Want to learn more? Check out a related blog post, here.
—
By Junying Lim
CITSCribe & Notes from Nature Hackathon
The CITSCribe Hackathon, co-organized by Zooniverse’s Notes from Nature Project (www.notesfromnature.org) and iDigBio (www.idigbio.org), brought together over 30 programmers and researchers from the areas of biodiversity research and digital humanities for a week to further enable public participation in the transcription of biodiversity specimen labels. There are approximately 1 billion biodiversity research specimens in US collections alone, but it is estimated that information from just 10% of them is currently digitized and online. Digitization of these specimens gives researchers access to vast quantities of information in their investigations of timely subjects such as climate change, invasive species, and the extinction crisis. The magnitude of the task of bringing those specimens into digital format far exceeds current capacity and requires new, Internet-scale approaches to engage the public to help with the task and learn more about biodiversity collections. Participants in the hackathon were energized by the opportunity to work on groundbreaking citizen-science projects with immediate and strong impacts in the areas of biodiversity and applied conservation.
The event opened on December 16, 2013, at iDigBio’s University of Florida (Gainesville, FL) center with the co-organizers Rob Guralnick (University of Colorado, Boulder) and Austin Mast (Florida State University) introducing the group to the process of digitization of biodiversity specimens, the heterogeneity of specimen labels, and the role that public participation tools and public participants play in the digitization workflow.
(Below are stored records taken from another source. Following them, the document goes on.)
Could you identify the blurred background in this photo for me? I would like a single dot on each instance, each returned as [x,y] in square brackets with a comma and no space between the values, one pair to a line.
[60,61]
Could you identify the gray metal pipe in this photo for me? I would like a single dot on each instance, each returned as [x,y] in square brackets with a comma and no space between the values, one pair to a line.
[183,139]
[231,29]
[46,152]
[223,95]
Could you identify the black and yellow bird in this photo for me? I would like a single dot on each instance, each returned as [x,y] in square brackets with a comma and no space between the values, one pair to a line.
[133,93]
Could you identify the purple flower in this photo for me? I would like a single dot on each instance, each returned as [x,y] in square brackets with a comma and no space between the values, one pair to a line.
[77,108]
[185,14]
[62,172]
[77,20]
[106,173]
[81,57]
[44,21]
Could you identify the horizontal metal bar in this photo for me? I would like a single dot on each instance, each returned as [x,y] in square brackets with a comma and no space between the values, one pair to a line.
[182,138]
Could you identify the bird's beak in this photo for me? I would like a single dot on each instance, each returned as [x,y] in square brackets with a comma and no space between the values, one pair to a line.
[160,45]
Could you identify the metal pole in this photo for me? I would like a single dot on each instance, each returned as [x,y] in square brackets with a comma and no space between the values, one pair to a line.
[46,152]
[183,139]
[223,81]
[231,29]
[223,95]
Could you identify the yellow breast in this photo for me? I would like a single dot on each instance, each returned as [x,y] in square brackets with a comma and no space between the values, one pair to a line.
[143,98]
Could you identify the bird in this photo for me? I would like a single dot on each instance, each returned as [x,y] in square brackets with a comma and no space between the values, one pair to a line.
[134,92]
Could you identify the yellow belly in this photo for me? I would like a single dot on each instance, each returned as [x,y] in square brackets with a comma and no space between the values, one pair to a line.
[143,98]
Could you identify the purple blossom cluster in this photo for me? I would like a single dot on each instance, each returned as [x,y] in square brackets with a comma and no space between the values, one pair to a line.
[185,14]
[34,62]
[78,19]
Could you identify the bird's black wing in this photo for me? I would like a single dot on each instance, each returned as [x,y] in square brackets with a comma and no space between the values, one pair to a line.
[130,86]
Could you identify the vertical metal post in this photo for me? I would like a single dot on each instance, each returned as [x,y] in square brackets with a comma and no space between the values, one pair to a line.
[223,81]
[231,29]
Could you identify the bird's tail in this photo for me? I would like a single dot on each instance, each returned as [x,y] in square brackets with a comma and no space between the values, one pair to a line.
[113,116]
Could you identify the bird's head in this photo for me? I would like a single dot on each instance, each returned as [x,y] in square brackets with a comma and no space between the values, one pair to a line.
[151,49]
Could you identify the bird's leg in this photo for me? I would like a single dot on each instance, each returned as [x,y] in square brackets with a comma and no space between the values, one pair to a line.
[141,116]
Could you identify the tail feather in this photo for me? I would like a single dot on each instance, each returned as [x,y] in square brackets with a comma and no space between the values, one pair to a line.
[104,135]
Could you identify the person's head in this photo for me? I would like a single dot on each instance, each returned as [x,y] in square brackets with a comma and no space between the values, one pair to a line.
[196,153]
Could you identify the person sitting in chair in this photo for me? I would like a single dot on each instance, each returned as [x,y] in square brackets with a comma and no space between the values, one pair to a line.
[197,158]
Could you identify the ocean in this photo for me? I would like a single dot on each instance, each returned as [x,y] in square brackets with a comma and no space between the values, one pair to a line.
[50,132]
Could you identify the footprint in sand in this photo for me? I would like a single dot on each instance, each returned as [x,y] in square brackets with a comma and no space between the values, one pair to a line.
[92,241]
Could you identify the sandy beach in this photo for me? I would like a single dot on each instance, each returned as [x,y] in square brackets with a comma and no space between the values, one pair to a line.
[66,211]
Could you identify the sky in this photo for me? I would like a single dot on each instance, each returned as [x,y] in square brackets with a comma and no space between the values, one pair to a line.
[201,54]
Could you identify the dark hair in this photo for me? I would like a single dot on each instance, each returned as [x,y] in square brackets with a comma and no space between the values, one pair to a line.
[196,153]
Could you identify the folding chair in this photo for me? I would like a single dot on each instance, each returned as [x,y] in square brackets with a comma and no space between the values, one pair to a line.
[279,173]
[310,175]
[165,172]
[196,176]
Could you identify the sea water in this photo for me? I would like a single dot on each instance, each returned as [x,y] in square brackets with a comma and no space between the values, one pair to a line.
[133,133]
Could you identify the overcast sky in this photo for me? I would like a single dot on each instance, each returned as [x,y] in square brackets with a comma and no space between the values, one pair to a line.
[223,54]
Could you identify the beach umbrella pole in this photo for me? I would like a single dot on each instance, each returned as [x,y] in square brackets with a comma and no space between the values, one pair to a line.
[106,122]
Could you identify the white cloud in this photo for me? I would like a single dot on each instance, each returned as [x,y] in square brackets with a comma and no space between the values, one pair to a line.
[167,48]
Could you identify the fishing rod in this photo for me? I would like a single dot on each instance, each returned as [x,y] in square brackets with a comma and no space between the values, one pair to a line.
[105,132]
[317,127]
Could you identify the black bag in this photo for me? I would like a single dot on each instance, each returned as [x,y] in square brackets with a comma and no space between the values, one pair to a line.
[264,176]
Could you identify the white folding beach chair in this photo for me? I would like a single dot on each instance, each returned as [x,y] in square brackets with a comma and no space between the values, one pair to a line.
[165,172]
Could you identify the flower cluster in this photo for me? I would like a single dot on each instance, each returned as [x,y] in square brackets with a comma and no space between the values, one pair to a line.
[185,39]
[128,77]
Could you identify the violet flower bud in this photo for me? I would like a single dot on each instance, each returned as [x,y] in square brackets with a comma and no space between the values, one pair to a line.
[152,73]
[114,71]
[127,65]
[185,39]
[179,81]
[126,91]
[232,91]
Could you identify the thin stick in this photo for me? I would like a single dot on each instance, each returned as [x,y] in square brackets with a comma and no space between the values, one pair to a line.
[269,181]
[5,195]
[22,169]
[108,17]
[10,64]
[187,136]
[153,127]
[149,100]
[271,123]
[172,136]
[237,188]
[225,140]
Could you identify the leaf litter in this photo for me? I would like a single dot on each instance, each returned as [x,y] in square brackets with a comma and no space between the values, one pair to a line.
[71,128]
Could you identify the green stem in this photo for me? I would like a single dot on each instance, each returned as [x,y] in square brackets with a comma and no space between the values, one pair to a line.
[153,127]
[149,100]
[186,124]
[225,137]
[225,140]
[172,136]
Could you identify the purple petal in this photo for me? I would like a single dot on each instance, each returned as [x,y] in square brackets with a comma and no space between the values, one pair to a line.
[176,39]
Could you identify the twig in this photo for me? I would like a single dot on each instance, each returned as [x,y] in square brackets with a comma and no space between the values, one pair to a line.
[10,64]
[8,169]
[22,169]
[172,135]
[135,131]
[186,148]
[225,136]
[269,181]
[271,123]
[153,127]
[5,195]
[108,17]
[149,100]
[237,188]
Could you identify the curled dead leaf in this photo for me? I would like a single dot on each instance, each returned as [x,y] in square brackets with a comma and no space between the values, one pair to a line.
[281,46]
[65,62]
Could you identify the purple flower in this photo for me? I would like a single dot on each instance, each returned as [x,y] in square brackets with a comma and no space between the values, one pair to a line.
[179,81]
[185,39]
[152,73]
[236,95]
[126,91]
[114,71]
This was followed by a brief introduction to the development tracks that sub-groups might like to tackle during the week: (1) interoperability between public participation tools and biodiversity data systems, (2) transcription quality assessment/quality control (QA/QC) and the reconciliation of replicate transcriptions, (3) integration of optical character recognition (OCR) into the transcription workflow, and (4) user engagement. The brief introductions and expressions of interest that followed made it clear that there would be a critical mass of complementary interests and competencies in each track for the week (Yay!).
After Cody Meche (an Agile Trainer and Coach at Davisbase Consulting) energized the group with a talk on agile development best practices (thanks for volunteering your time, Cody!), Alex Thompson (iDigBio) presented some of the digital resources that iDigBio had assembled prior to the hackathon (including a Vagrant script to build a virtual machine for the Notes From Nature web interface) and helped the programmers set up their development environments in a “Tech-up!” session. Yonggang Liu presented the new iDigBio Image Ingestion Appliance for the iDigBio Cloud—a storage resource for public participation tools. The hackathon participants then self-organized into development tracks to plan deliverables and the development roadmaps in the Team-up!, activities that culminated in presentations to the whole group in a Stand-up! session after lunch on Day 2.
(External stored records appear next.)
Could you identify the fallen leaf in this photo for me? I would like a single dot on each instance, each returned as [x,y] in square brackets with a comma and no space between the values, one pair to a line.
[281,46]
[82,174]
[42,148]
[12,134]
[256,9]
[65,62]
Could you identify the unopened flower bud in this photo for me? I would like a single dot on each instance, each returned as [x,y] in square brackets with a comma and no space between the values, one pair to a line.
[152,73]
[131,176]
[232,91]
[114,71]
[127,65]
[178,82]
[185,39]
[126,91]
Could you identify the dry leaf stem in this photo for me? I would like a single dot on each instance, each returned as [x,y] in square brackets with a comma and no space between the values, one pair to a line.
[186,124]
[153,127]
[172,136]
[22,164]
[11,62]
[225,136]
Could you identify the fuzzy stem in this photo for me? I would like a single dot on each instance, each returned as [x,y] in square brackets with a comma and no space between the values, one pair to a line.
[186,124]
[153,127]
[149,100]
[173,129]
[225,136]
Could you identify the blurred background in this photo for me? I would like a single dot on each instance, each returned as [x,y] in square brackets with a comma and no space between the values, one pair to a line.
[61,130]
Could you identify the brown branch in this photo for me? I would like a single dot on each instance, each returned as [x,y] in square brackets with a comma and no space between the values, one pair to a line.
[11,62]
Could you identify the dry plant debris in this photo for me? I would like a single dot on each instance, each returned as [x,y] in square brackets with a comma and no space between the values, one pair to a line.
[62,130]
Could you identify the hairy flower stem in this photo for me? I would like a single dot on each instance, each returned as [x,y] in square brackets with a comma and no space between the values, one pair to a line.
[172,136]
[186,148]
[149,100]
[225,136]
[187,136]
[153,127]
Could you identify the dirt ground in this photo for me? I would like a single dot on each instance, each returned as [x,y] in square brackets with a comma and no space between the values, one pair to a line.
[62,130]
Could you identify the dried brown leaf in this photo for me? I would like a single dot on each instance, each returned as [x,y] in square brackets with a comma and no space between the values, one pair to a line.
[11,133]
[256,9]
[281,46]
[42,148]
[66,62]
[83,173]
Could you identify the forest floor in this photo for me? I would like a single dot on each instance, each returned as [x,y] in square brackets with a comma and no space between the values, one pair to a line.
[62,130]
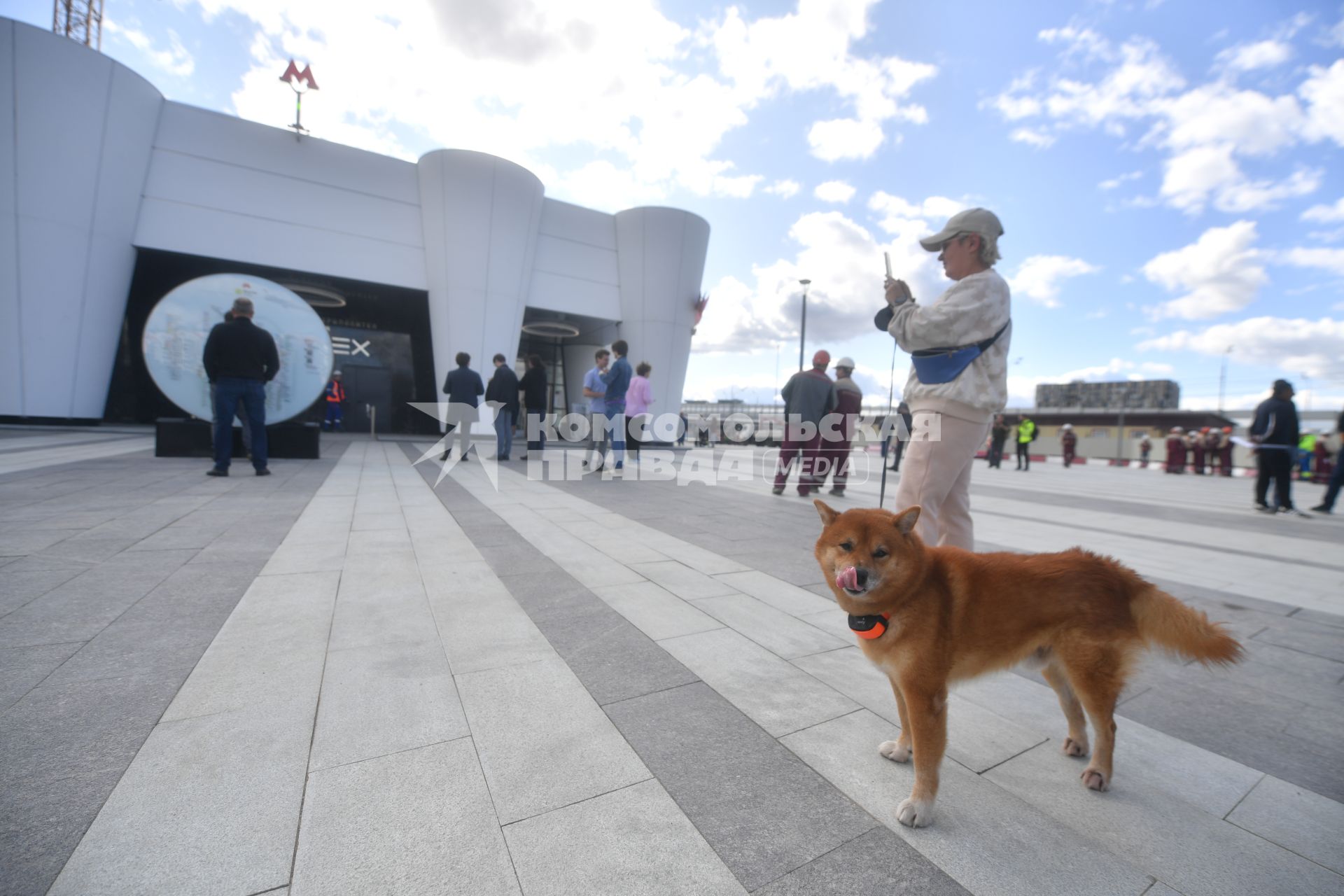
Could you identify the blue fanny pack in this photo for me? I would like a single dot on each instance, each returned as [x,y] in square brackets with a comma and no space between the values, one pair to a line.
[945,365]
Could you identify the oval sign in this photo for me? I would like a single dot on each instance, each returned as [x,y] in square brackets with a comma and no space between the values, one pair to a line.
[179,324]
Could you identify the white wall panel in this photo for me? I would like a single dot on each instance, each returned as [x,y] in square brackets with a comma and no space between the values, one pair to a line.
[211,134]
[219,234]
[581,261]
[214,184]
[570,296]
[581,225]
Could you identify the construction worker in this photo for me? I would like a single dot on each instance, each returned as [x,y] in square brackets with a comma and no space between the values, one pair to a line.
[1026,435]
[1069,442]
[335,396]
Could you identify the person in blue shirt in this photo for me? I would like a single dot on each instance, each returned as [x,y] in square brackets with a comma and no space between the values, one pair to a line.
[594,390]
[617,379]
[464,388]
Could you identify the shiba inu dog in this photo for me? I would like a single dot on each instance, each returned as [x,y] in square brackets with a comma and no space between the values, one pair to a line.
[930,617]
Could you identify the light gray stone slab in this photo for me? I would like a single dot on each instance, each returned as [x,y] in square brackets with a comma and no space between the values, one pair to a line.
[773,629]
[977,738]
[542,739]
[1195,852]
[768,690]
[983,837]
[683,580]
[480,624]
[1294,818]
[655,610]
[210,805]
[778,594]
[628,843]
[385,699]
[1180,769]
[414,822]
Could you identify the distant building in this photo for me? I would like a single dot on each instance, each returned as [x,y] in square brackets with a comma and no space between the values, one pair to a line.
[1130,394]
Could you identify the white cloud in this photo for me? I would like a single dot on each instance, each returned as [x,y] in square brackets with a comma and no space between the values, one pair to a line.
[1326,214]
[1294,346]
[1218,273]
[844,139]
[176,59]
[834,191]
[1249,57]
[1041,277]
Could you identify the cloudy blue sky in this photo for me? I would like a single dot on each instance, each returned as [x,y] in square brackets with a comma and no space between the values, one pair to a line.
[1168,172]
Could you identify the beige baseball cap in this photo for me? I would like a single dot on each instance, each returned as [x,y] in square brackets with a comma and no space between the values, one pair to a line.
[972,220]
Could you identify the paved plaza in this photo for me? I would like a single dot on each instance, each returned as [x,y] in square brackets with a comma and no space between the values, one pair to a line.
[346,679]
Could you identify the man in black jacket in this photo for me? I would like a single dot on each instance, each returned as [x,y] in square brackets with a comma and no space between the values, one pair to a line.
[503,390]
[239,360]
[464,388]
[1275,430]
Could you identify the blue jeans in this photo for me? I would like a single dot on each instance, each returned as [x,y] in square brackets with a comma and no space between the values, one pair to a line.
[616,415]
[504,421]
[229,391]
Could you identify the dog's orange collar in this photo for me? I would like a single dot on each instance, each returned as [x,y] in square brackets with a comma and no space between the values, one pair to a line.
[870,628]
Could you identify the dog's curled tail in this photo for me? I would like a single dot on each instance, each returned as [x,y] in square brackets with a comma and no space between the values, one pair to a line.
[1168,622]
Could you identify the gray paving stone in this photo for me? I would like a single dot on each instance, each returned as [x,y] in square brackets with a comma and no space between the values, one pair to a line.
[629,843]
[1142,822]
[542,741]
[385,699]
[773,629]
[774,694]
[210,805]
[977,738]
[874,864]
[983,837]
[413,822]
[761,809]
[1294,818]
Huge progress was made in a series of Code-sprints and Stand-up! sessions that composed much of the second-half of Day 2 and the full Days 3 and 4. These were punctuated by occasional Mix-up! sessions in which either pairs of development teams met together to discuss areas of overlap or the participants were completely randomized into new groups to discuss new directions not yet taken. A call-in from Laura Whyte, the Director of Citizen Science at Adler Planetarium, provided an exciting overview of the latest activities at Zooniverse, including GalaxyZoo Quench (a project that is engaging the public from the process of data collection to data analysis to manuscript writing) and ZooTeach (a site where teachers can find lesson plans that complement Zooniverse projects). And an excursion to the Florida Museum of Natural History (including its colorful Butterfly Rainforest) on Wednesday afternoon provided a bit of a breather from all of the coding.
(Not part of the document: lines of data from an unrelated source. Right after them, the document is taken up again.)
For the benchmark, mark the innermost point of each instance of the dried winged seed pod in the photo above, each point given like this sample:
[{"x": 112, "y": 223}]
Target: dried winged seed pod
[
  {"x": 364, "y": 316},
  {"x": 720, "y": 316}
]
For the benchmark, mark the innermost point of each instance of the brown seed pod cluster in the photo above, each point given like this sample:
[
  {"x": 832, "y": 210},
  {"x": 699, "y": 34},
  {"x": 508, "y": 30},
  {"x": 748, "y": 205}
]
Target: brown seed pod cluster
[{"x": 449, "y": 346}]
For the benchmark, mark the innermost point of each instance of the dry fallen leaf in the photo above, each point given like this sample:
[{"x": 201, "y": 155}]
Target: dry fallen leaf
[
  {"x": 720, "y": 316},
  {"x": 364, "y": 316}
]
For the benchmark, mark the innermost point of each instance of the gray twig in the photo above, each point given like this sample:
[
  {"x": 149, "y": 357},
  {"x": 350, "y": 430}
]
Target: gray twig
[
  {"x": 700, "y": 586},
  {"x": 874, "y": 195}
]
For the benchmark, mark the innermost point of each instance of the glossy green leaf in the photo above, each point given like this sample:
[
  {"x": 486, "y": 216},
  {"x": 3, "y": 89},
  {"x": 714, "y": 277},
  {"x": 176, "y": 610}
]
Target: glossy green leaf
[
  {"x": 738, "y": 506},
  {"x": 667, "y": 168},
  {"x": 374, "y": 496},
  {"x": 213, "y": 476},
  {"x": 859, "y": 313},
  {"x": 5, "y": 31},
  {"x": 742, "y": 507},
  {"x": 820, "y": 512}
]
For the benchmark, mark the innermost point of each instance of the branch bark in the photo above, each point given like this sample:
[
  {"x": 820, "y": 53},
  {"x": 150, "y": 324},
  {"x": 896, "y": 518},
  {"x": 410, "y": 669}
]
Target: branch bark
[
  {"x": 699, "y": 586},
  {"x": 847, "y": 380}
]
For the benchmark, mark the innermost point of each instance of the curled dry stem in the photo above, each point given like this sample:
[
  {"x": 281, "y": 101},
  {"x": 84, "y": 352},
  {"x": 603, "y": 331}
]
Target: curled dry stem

On the final day, hackathon tracks presented their final Stand-up!—a parade of creative and useful solutions for public participation in transcriptions. The interoperability track (Alex T., Ted H., Matthew M, Ed G., Robert B., Greg R., Yonggang L.) introduced their code to produce a Darwin Core Archive that describes discrete projects (sometimes called “Expeditions” or “Missions”) for ingestion by public participation tools and export from those tools back to the data providers. This includes code to generate descriptions of the project (e.g., taxonomic and geographic scope) in Ecological Markup Language along with record-level description of images and digitization projects using Audobon Core and Darwin Core. Parts of this code were added to a beta version of the iDigBio image ingestion appliance and Symbiota, a biodiversity data management tool. Much of the further development in this area will involve creation of a public participation management tool to create and manage projects of this type and download and process publicly generated data.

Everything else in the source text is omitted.